Unremarkable, Comforted and Melancholy

The people around me at work are to a large degree the embodiment of what I've always assumed I wanted to be. They're mostly hard-working, self-improving, intelligent, achievers. In this group, I have absolutely no skills or characteristics that distinguish me in any way. The disturbing part is that I find myself increasingly comfortable with my limitations.

I was talking to someone who is more well-read, well-educated... well, better than me. I mentioned that I've always wanted to learn to weld. He told me to take a class, in that tone you'd use to say "well, take the lid off" to someone who was complaining that he couldn't get to the peanut butter in the jar because the lid was still on. I tried to explain that since I moved from my house into an apartment, I couldn't really use the skill for much. I found myself getting a little defensive when he asked why I didn't want to know, just for the sake of knowing.

That was a few weeks ago, and it's been haunting me. I've always wanted to know just to know. But he's right. I have no use for it right now, so I don't really care to learn. I could say my time is limited and there is so much more I could learn that's more interesting and immediately useful, but I know that's bullshit.
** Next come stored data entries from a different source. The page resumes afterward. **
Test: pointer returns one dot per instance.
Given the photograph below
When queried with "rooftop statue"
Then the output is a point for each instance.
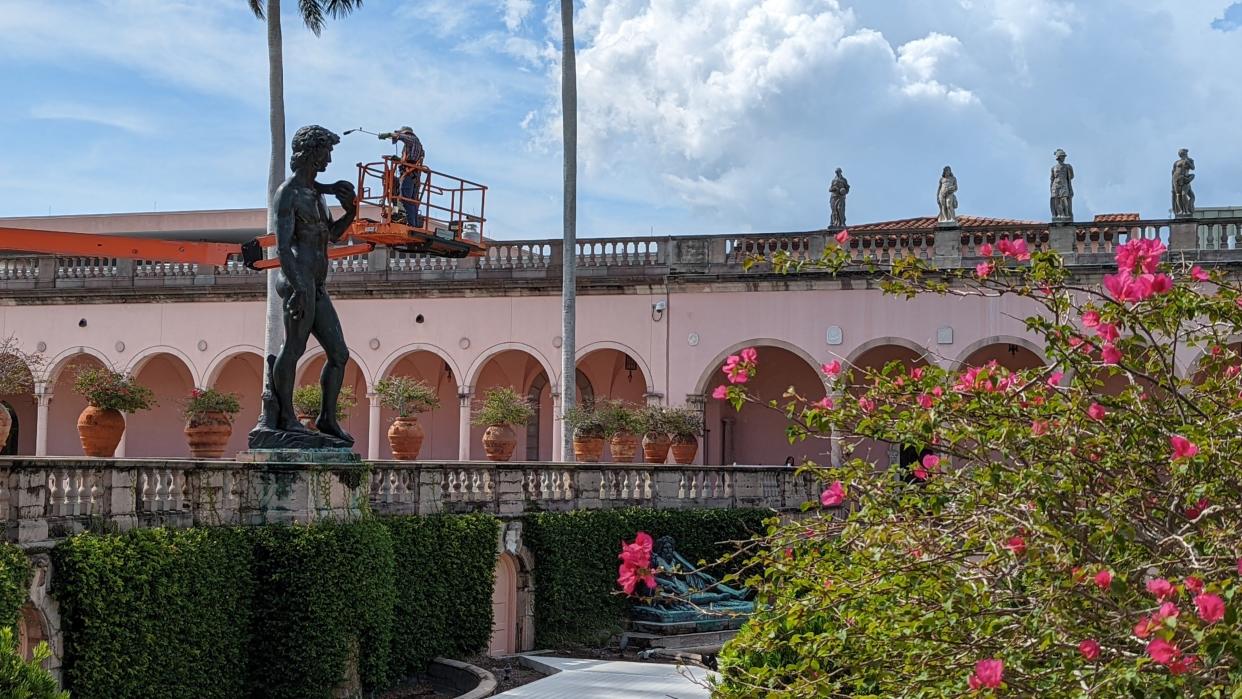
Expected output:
(688, 599)
(837, 191)
(1062, 189)
(947, 196)
(1183, 194)
(303, 229)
I have at least a few hours every day to sit on my ass and stare at the floor while I listen to music or to reload the same six damn websites I don't even want to read, or to do whatever it is I do that leaves me wondering where the hell the weeks are going.

I had a bit of a dark epiphany today when I started asking myself what good it is to seek knowledge for the sake of knowing. The epiphany? There is no good. My personal collection of trivia, education, knowledge and experience will die with me, and in no more than a few decades. Nothing I've crammed into my brain will make the slightest impact on the world. Does it matter that a man who died yesterday knew how to heel-toe downshift? Would my life have been different if someone in the 19th century had learned Latin or studied physics?
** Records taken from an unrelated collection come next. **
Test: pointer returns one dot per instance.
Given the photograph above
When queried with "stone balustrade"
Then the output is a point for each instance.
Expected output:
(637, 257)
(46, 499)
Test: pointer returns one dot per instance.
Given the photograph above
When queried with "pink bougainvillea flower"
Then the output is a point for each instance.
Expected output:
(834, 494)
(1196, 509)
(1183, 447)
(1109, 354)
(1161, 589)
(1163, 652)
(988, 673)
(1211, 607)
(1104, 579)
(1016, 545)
Sure, if I had the capacity to be an expert on something, I could contribute to the world, I could spread my knowledge and help others, but in 25 years I've managed to be an expert on exactly nothing. Newton saw further by standing on the shoulders of giants, but for all my climbing, all I can see is more giants.
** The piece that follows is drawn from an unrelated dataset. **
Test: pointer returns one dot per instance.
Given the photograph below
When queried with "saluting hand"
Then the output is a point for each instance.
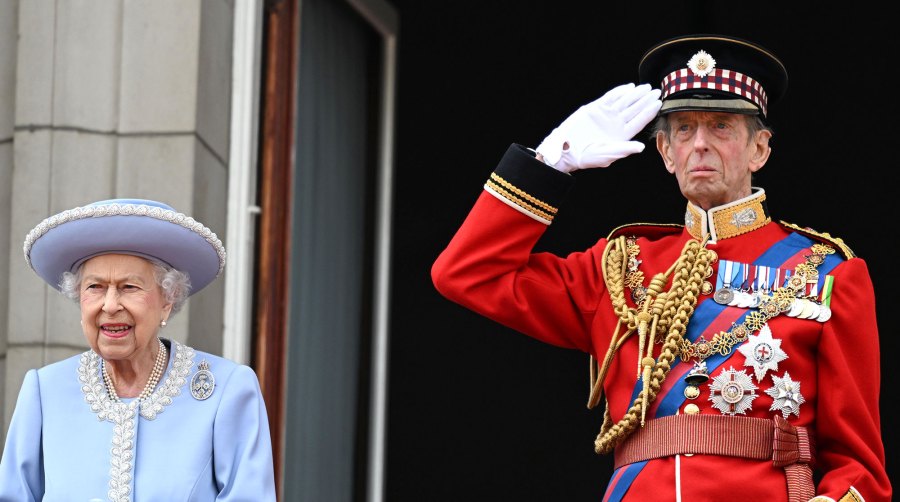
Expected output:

Obviously, the quest for knowledge betters the world. Almost without exception, every meaningful contribution to humanity has been made possible by someone applying knowledge. Joseph Lister, Marie Curie, Charles Babbage, the Wright Brothers -- absolutely, every bit of knowledge crammed into their heads helped us all. I'm obviously not going to be on a list like that at any time, ever. The best I'll ever manage to leverage my knowledge for, the most meaningful contribution I'll ever make to the world is a conversation that starts with "hey, did you know...?"

Then I think back to my coworkers, their expertise, their honed skills, their years and years of education, and I realize they'll probably contribute about as much as I do in the long run. Their conversations are much deeper and more challenging than mine, but those conversations will hang in the air momentarily, dissipate, and leave an unchanged world behind.

While this takes the edge off of the insecurity that comes along with my education and knowledge being utterly unremarkable, it casts an ominous shadow over one of the brightest and most exciting aspects of life. The thrill of learning is futile, and knowledge is ephemeral.

I can't believe I feel that way right now, but I'm even more surprised that I'm okay with it.